All of lore.kernel.org
 help / color / mirror / Atom feed
* [PATCH sched_ext/for-7.1-fixes] sched_ext: Reset dsq_vtime and slice when a task leaves SCX
@ 2026-06-08 13:49 Andrea Righi
  2026-06-08 14:11 ` sashiko-bot
  0 siblings, 1 reply; 3+ messages in thread
From: Andrea Righi @ 2026-06-08 13:49 UTC (permalink / raw)
  To: Tejun Heo, David Vernet, Changwoo Min; +Cc: sched-ext, linux-kernel

When a task switches out of the sched_ext class, p->scx.dsq_vtime and
p->scx.slice keep whatever values they last held. On enable, slice is
reset to slice_dfl, but dsq_vtime is owned by the BPF scheduler and is
never cleared by the core, so a task that leaves SCX and later returns
carries a stale dsq_vtime across the round-trip.
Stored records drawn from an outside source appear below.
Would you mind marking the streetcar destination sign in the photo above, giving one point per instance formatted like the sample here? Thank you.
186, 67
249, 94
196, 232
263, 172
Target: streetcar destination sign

The stale values are also visible to other SCX schedulers if they
inspects the scx fields of non-SCX tasks.

Zero dsq_vtime and slice in switched_from_scx() after scx_disable_task()
so the fields are reset to the same baseline a freshly forked task has.
The reset is done after the disable callback so the BPF scheduler can
still observe the task's final values.

Signed-off-by: Andrea Righi <arighi@nvidia.com>
---
 kernel/sched/ext.c | 7 ++++---
 1 file changed, 4 insertions(+), 3 deletions(-)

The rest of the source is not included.